L’ancora di salvezza nelle mareggiate di infiniti episodi di violenza fu la comunicazione, resa possibile dalla scrittura. “Spesso mi presento a degli incontri o a dei convegni” spiega Pino, “raccontando del salvarsi con la scrittura: credo che questa realtà che ho vissuto in prima persona valga anche per molti ragazzi di oggi, che non hanno nessuno con cui comunicare e si parlano da soli, scrivendo. La scrittura, per me, è sempre stata strettamente legata al linguaggio dei gesti e all’attenzione negli sguardi che imparai dai miei genitori prima dell’uso della voce. Ma specialmente è stata il filo che mi ha tenuto legato alla vita, permettendomi di non rimanere mai solo”.

Il primo libro trova occasione in un preciso episodio della vita di Pino: il suo ruolo di scrittore, infatti, è sempre arrivato direttamente dalla vita vissuta, tanto che lui si considera molto poco scrittore ed assai più operaio della penna. “Uno dei miei figli”, continua Pino, “aveva un problema alla spina dorsale ed aveva bisogno di un busto ortopedico che l’azienda sanitaria doveva fornirgli, solo che i tempi si allungavano troppo cosicché io, arrabbiatissimo, una notte scrissi una lettera a Maurizio Costanzo. Il quale due giorni dopo mi chiamò invitandomi a fare da ospite per il suo programma e, colpito dal mio modo di scrivere, mi consigliò per primo di pubblicare un libro: da quel consiglio nacque “Capriole in salita”. La storia della collaborazione con Maurizio Costanzo, poi, si chiuse due settimane prima di andare a Roma a presentare il libro: in una puntata del suo show si era presentata una persona molto povera, ed a lui era venuta l’idea geniale di girare tra il pubblico con un cestino raccogliendo dei soldi per l’ospite, mentre veniva inquadrato… io, che queste umiliazioni non le consento, gli scrissi una lettera piena di insulti, e così non fui mai più invitato alla trasmissione. “Capriole in salita”, ora, sta vendendo moltissimo e solo nel 2004 ho ricevuto un centinaio di lettere sul libro; ma il frutto più bello di questo lavoro è il fatto che sta girando nelle comunità nelle sezioni di alcoologia come libro che, se non può cambiare la vita, può certamente stimolare la riflessione”…

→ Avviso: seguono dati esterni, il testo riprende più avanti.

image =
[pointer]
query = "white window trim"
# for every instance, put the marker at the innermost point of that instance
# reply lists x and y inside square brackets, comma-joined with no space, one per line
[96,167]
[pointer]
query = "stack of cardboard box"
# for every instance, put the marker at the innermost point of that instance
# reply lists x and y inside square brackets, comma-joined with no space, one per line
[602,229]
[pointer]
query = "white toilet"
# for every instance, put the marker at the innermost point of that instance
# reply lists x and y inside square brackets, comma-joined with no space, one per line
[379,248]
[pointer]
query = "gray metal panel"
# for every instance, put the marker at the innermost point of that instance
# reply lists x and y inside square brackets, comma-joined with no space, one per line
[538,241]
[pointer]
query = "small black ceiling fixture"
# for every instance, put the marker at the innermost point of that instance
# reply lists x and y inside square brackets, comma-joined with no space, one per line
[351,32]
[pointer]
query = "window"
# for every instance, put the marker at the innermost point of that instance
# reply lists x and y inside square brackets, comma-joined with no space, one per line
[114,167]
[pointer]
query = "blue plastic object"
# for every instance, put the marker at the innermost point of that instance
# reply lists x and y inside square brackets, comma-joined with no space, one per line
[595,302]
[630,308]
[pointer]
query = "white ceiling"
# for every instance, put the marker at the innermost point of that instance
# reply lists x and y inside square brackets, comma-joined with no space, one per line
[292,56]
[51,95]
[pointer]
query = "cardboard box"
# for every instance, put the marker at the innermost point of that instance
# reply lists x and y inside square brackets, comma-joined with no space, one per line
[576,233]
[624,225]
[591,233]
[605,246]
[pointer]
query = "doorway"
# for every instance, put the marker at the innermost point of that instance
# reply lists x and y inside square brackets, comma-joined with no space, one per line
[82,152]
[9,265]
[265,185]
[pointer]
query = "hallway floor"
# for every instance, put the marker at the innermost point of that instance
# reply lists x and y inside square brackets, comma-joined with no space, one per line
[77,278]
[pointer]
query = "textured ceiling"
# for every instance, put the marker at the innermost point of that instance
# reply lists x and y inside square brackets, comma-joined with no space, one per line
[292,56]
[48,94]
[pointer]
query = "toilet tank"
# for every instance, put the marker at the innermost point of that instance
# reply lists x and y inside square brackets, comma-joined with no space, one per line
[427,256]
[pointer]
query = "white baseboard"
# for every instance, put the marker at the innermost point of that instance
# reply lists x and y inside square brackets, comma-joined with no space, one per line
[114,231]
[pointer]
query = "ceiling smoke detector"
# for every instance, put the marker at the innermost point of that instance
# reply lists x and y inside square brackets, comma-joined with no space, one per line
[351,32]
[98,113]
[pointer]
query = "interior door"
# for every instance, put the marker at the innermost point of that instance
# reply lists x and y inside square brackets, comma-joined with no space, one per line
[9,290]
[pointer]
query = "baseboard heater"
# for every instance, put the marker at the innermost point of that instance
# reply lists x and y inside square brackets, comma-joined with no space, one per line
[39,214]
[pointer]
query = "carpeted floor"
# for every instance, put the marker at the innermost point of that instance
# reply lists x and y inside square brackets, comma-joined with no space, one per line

E del servizio nei confronti di chi vive il disagio da cui lui stesso è riuscito col sudore a risollevarsi, dell’aiuto nei confronti di chi si trova, per colpa o per sfortuna, a fare i conti con l’emarginazione, Pino ha fatto in questi anni un altro motivo di vita. “E’ molto importante”, sostiene Pino, “dimostrare ai ragazzi che tutti abbiamo ancora a disposizione un’ultima possibilità per cambiare la nostra vita. Io stesso ho quasi toccato il delirium tremens, che è l’ultima tappa prima della morte, eppure sono riuscito a risollevarmi. Ad un certo punto della mia vita, poi, sono diventato ad esempio Capo coordinatore dell’Agenzia comunale delle tossicodipendenze in Comune: anche questo può insegnare che nessuno è già segnato”.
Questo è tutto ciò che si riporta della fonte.